Foto: Felipe Diniz (Divulgação)

“Tenho feito bastante música, revisitando gravações de celular, e vez ou outra encontro uns rascunhos interessantes”, me explica, por email, o guitarrista e principal compositor do grupo sergipano The Baggios, Júlio Andrade, quando pergunto se a faixa “Quareterna Serigy”, que o trio lança em primeira mão no Trabalho Sujo, já é um rumo para o sucessor de Vulcão, que o grupo lançou há dois anos. “Às vezes rolam alguns insights sobre temas mas ainda acho que é cedo pra dizer que temos um álbum desenhado, mas ‘Quareterna’ é um bom começo para uma nova jornada. Eu gosto mesmo quando fazemos um som que não remete fortemente algo que já lançamos e nesses experimentos que tenho feito aqui e compartilhado com os meninos têm me instigado justamente por isso.”

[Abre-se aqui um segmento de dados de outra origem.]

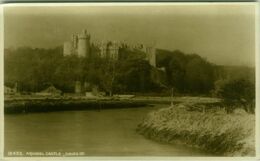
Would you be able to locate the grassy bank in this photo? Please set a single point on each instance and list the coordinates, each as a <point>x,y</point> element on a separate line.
<point>32,103</point>
<point>49,105</point>
<point>214,131</point>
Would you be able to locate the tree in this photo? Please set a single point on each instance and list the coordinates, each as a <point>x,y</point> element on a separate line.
<point>237,92</point>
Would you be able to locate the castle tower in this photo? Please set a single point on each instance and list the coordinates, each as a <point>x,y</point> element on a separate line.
<point>151,55</point>
<point>115,51</point>
<point>84,44</point>
<point>103,49</point>
<point>78,87</point>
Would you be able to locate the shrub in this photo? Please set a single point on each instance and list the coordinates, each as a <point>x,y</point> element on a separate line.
<point>235,93</point>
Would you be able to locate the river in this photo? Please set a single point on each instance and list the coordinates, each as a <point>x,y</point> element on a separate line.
<point>109,132</point>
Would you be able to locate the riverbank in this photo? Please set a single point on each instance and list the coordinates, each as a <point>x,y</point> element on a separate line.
<point>27,104</point>
<point>213,131</point>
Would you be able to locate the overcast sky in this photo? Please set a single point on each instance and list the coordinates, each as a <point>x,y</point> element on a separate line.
<point>223,34</point>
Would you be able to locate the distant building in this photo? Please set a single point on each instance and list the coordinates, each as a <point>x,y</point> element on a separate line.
<point>50,91</point>
<point>79,45</point>
<point>151,55</point>
<point>109,50</point>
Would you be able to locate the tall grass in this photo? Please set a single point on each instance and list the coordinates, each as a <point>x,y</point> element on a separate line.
<point>216,132</point>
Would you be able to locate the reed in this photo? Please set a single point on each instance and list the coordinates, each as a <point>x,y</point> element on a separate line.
<point>216,132</point>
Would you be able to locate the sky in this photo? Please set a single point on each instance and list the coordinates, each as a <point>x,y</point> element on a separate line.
<point>223,34</point>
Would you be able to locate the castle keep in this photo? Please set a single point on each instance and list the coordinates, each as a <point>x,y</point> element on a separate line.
<point>81,46</point>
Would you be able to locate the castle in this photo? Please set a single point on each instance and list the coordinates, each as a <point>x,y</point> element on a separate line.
<point>80,45</point>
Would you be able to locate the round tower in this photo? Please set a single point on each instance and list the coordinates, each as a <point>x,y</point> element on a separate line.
<point>84,44</point>
<point>67,48</point>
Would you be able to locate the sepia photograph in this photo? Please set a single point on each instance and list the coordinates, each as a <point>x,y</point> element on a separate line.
<point>129,80</point>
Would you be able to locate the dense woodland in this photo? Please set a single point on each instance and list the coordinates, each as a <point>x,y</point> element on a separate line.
<point>188,74</point>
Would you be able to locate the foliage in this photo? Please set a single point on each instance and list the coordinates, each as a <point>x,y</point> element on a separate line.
<point>36,69</point>
<point>237,91</point>
<point>214,132</point>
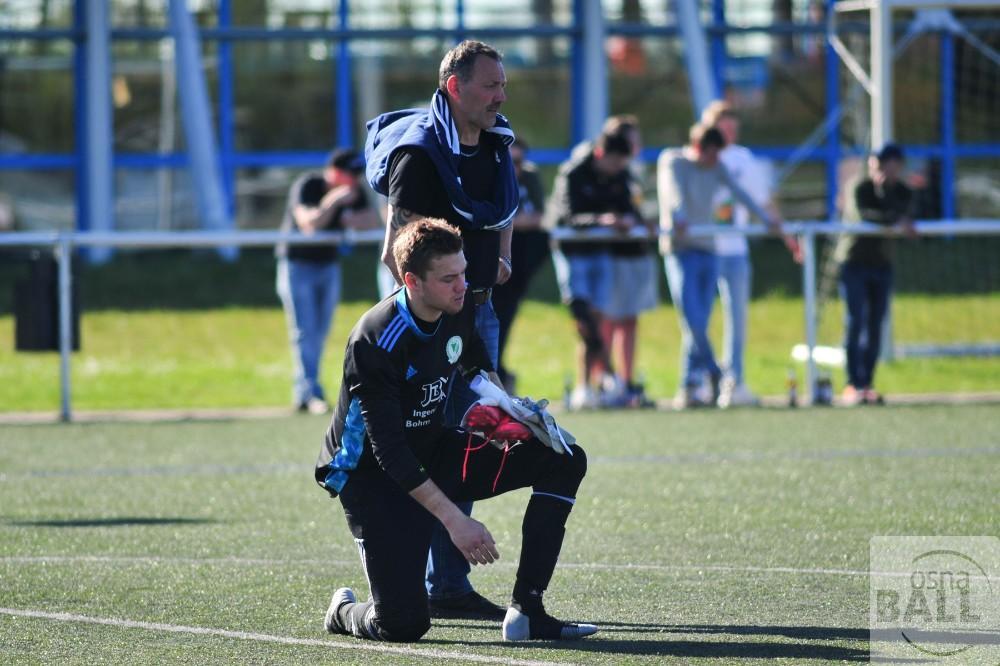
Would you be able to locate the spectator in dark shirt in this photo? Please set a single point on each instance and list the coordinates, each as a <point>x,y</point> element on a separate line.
<point>593,190</point>
<point>866,267</point>
<point>308,277</point>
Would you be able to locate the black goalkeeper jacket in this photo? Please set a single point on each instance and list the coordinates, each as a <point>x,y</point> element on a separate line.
<point>390,412</point>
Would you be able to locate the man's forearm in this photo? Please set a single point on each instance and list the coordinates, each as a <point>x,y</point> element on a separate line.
<point>437,503</point>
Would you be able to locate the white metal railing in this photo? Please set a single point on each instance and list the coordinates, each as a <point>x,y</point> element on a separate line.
<point>63,244</point>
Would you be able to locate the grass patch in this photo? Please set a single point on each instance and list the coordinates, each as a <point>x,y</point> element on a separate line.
<point>672,547</point>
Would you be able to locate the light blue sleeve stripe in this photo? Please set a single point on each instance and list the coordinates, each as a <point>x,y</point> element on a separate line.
<point>351,444</point>
<point>571,500</point>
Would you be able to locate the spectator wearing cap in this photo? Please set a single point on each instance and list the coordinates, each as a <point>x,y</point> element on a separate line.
<point>308,276</point>
<point>866,273</point>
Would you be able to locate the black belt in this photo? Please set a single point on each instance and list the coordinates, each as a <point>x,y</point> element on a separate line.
<point>481,296</point>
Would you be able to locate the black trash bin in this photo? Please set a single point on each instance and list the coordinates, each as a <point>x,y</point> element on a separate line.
<point>36,306</point>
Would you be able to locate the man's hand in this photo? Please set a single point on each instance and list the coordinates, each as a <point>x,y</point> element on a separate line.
<point>792,243</point>
<point>473,540</point>
<point>504,270</point>
<point>470,536</point>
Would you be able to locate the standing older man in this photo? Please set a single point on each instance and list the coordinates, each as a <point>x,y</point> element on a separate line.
<point>452,162</point>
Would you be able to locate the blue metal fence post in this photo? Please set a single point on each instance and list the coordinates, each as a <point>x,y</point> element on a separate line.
<point>80,114</point>
<point>590,70</point>
<point>719,55</point>
<point>696,55</point>
<point>948,166</point>
<point>197,121</point>
<point>64,255</point>
<point>833,136</point>
<point>227,145</point>
<point>345,91</point>
<point>99,145</point>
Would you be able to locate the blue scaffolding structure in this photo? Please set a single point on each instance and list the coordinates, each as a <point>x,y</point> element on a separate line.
<point>589,90</point>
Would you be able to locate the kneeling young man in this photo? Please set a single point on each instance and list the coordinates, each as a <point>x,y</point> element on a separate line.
<point>396,468</point>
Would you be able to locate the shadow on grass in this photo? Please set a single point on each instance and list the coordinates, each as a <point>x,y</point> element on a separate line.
<point>123,521</point>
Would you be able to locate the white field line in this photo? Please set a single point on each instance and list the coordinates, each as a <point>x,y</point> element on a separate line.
<point>240,561</point>
<point>429,653</point>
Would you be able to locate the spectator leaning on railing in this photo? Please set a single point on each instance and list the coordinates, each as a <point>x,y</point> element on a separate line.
<point>866,267</point>
<point>593,190</point>
<point>308,276</point>
<point>733,251</point>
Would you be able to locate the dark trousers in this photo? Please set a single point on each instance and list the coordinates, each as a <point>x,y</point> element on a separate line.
<point>865,290</point>
<point>529,250</point>
<point>393,531</point>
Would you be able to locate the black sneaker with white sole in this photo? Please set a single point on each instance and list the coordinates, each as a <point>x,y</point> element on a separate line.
<point>333,622</point>
<point>540,626</point>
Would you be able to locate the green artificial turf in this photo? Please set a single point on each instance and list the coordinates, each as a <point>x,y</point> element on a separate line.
<point>710,537</point>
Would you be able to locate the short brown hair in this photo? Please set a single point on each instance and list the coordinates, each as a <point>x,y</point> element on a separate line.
<point>717,110</point>
<point>461,59</point>
<point>704,136</point>
<point>421,242</point>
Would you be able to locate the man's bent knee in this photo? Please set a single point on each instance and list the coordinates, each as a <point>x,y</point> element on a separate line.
<point>578,462</point>
<point>403,628</point>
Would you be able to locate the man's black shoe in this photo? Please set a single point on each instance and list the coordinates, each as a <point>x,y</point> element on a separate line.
<point>469,606</point>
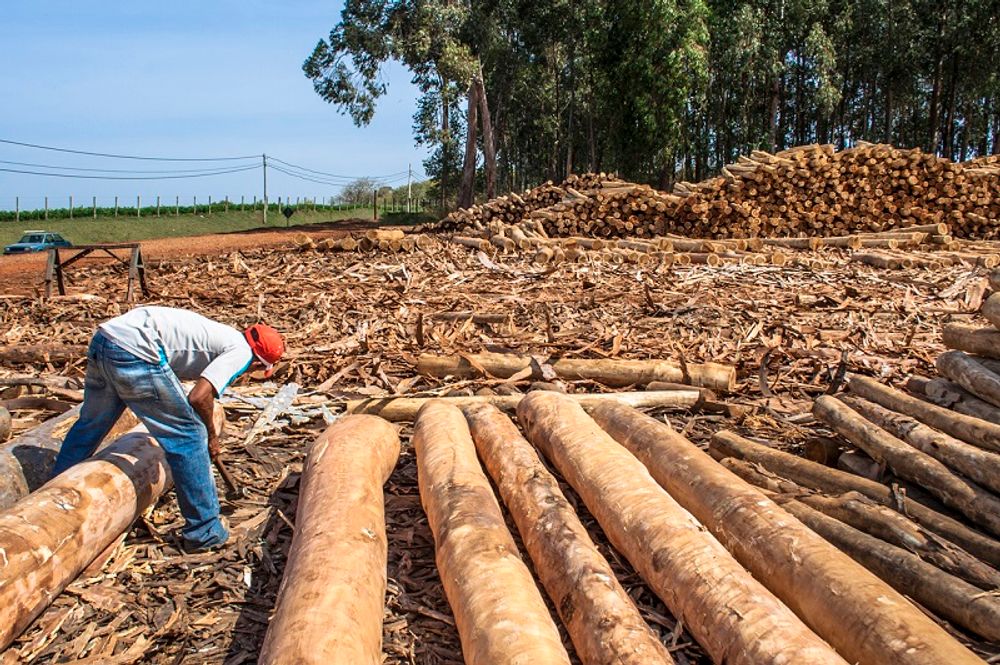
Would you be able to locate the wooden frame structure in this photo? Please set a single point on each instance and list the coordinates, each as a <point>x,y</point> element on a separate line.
<point>55,266</point>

A faixa, psicodélica e esperançosa, mesmo que tensa, foi obviamente inspirada pela quarentena que estamos atravessando e começou a ser feita na casa de Júlio. “Nesses quatro meses de isolamento me dediquei muito a gravações caseiras. Como eu sonho em aprender tocar teclas pra valer, comecei me arriscando em fazer arranjos de cordas com os timbres estranhos do Mellotron para algumas demos que tenho produzido. Muitas vezes eu gero uma batida e começo a improvisar em cima do loop, e isso arranca de mim frases, riffs e melodias que se tornam canções embrionárias.”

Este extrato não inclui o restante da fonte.